La tension est forte lorsque Leonel part à La Havane pour rendre visite à Antuán. Ici, au milieu de complexes d’appartements densément peuplés, les deux amis ne se promènent pas librement, mais jouent à des jeux vidéo. Un soir, ils sortent seuls pour aller au carnaval. Après de nouvelles provocations, ils se séparent, Leonel marche seul, perdu dans la foule dans un endroit qu’il ne connaît pas. On a soudain peur pour lui.

« Créer ce moment dramatique où ils se séparent est une situation un peu dangereuse ; ils sont au milieu d’une ville bondée, mais même au moment du carnaval à La Havane, il y a beaucoup plus de sécurité que dans la plupart des capitales d’Amérique latine. Le risque de se perdre faisait partie du scénario » déclare Pablo Briones lors d’un entretien.

Le film est très représentatif de la vie des enfants à Cuba. Les enfants sont très à l’aise, ils ont beaucoup de liberté, ils ont beaucoup de contacts avec la nature, les jouets n’existent pas. Ils jouent avec des choses simples, mais avec beaucoup de plaisir. Le film porte un regard sociologique sur la vie à Cuba, par exemple, à travers certains objets typiquement cubains à l’instar de cette sorte de planche à roulettes munie d’une barre de direction qui sert à transporter des charges comme à se déplacer.

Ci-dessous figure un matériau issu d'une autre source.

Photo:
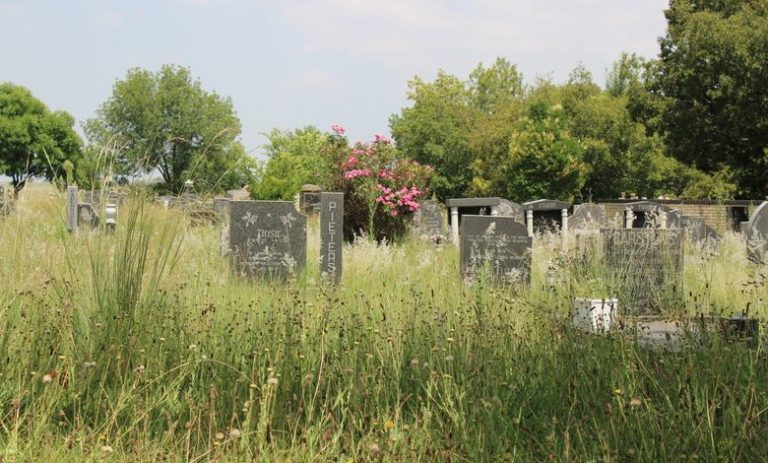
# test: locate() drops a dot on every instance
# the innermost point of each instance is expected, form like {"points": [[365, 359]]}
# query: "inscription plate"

La dernière partie du film, tournée en bord de mer, sur le Malecón de La Havane, est saisissante. Si le cinéaste voulait nous montrer la différence entre les deux Cuba, celle de la campagne dépeuplée ou nos amis erraient en toute liberté et celle de la Havane qu’il choisit de filmer en plein carnaval, c’est réussi parce que le choc est brutal sur Le Malecón, le centre d’attraction des enfants. Pablo Briones nous avaient habitué à suivre la solitude de nos deux amis et les voilà qui plongent et s’amusent dans la mer avec une multitude d’autres enfants qui sautent dans l’eau dans une sorte de compétition à celui qui réussira la meilleure voltereta, le meilleur saut. Leonel peut alors être émerveillé par la foule, les lumières, et la baignade devient pour lui un plaisir dès lors où elle est partagée.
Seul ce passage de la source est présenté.